Personally I think modularity is the most important thing, and I find it somehow easier to mentally work with files that segregate their components. In this case I think segregating the reader and writer would not have been a bad idea, and keeping the sm4 definitions in a separate file might also have been nice even if not.
Obviously by that principle, any sufficiently modular piece of code can be split into its own file, however small. If it's only a few hundred lines, or a couple of functions (honestly, the number of [well-formed?] functions may matter less to me than the line count) I'd be inclined against it, but I think I have a lower threshold for what seems reasonable to split up.
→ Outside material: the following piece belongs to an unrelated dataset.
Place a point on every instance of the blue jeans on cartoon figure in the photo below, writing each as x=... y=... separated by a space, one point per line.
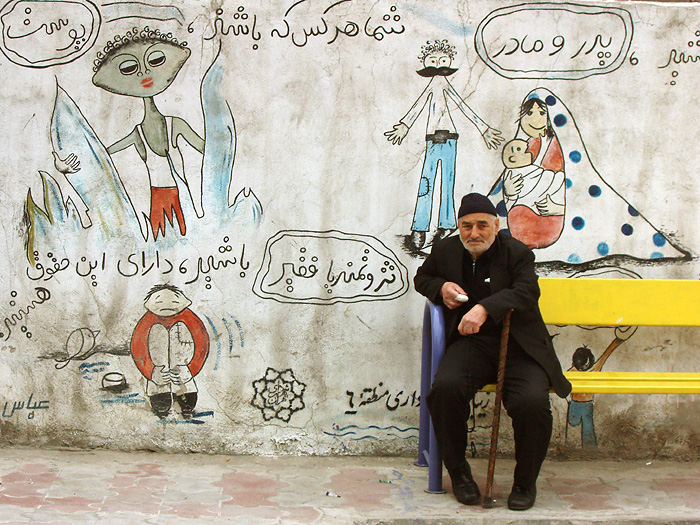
x=445 y=155
x=581 y=413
Take HLSL copy propagation, for instance, which is only about 500 lines, but on the other hand spans a whole 20 functions; that feels to me like a large enough self-contained chunk of code that it's worth at least considering segregation.
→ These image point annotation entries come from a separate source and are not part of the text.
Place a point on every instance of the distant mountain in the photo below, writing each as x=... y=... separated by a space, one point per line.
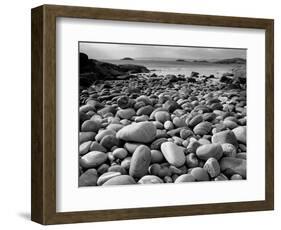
x=127 y=59
x=231 y=61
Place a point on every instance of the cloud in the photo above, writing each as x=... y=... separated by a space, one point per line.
x=118 y=51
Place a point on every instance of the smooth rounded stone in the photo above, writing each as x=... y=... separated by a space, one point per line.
x=123 y=102
x=175 y=170
x=142 y=132
x=107 y=176
x=204 y=152
x=157 y=143
x=230 y=124
x=86 y=136
x=174 y=132
x=185 y=133
x=159 y=170
x=168 y=125
x=146 y=110
x=88 y=178
x=179 y=122
x=140 y=161
x=218 y=128
x=241 y=134
x=141 y=118
x=108 y=141
x=195 y=120
x=115 y=127
x=231 y=165
x=84 y=147
x=161 y=133
x=107 y=109
x=202 y=128
x=209 y=117
x=204 y=141
x=156 y=156
x=117 y=168
x=173 y=153
x=168 y=179
x=93 y=159
x=120 y=153
x=228 y=150
x=162 y=116
x=150 y=179
x=200 y=174
x=102 y=169
x=221 y=177
x=171 y=106
x=126 y=163
x=158 y=125
x=192 y=160
x=131 y=147
x=120 y=180
x=236 y=177
x=177 y=140
x=226 y=136
x=126 y=113
x=103 y=133
x=192 y=146
x=242 y=155
x=212 y=166
x=86 y=108
x=216 y=106
x=95 y=146
x=138 y=105
x=242 y=147
x=90 y=126
x=144 y=99
x=185 y=178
I don't want to be insensitive to the concern, particularly since both Giovanni and you raised it, but I just don't get it? Navigating within a file seems at least as easy as navigating between files, and files on the order of ~2k lines in case of d3dbc.c and ~5k lines in case of tpf.c don't seem particularly unusual in either vkd3d or Wine. (I had been thinking we might as well merge hlsl.c, hlsl_codegen.c and hlsl_constant_ops.c, but I guess not then...)
In any case, while it's perhaps not quite true at the moment, parsing and serialising the different bytecode formats should be closely related and use the same constants, structures, and so on. There's currently some HLSL-specific code intermixed that would more properly belong in hlsl.c/hlsl_codegen.c, but we can deal with that once we get to it.
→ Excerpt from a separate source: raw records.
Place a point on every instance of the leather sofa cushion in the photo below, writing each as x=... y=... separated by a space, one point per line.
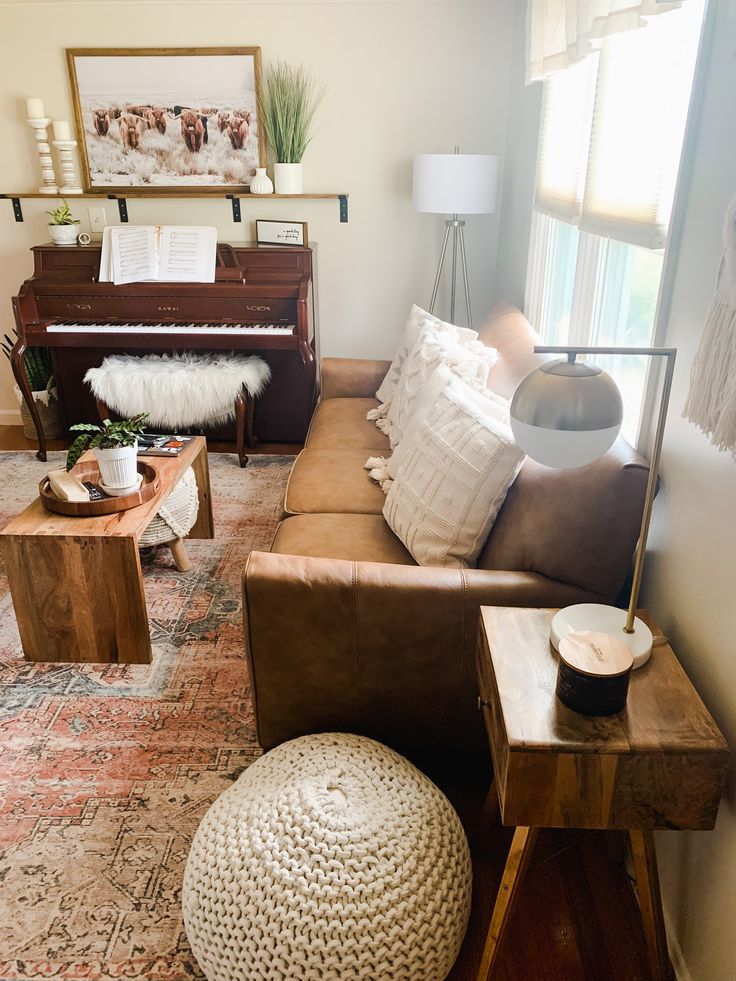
x=577 y=526
x=332 y=481
x=341 y=424
x=355 y=537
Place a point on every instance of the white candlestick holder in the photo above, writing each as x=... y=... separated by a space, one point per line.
x=70 y=182
x=48 y=177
...Possibly. I would have appreciated a bit more discussion on this first. I had been vaguely thinking of moving more code *to* the backend files, so now I need to stop and re-plan.
And while I think we'd always been talking about using the same structures in hlsl_smX, I kind of thought that we would perform that conversion before moving things around. That would have let things be done more gradually, and avoided some unpleasant rebases.
Anyway, generally this ties into the question I brought up in [1]. I brought up a relatively complete summary of our options with the IR there, but it doesn't seem to have garnered any discussion. At best we seem to have committed to a "maximally CISC" instruction set with Conor's normalization patches, so that rules out option (2).
Well, yeah, the impression I came away with from that conversation was that there were no particularly strong preferences, and not much of a general consensus either; few people seem to care. I don't think we've ruled out any of the options presented there at this point. As noted there, (1) is essentially the current state, but we could certainly move away from that towards one of the other options.
And ultimately I think the distinction between the options is a bit artificial to begin with; it ends up largely being a matter of doing particular transformation passes on either the frontend IR, the intermediate IR, or the backend IR. That's not a decision we need to make upfront for every conceivable transformation, and we can change our minds if a particular choice doesn't quite work out. In the case of Conor's tessellation shader work, the consideration is simply that these transformations are more practical to do on the vkd3d_shader_instruction level than on the SPIR-V level, and while doing them on the TPF level would also be plausible, that would require doing a bunch of disassembler work first.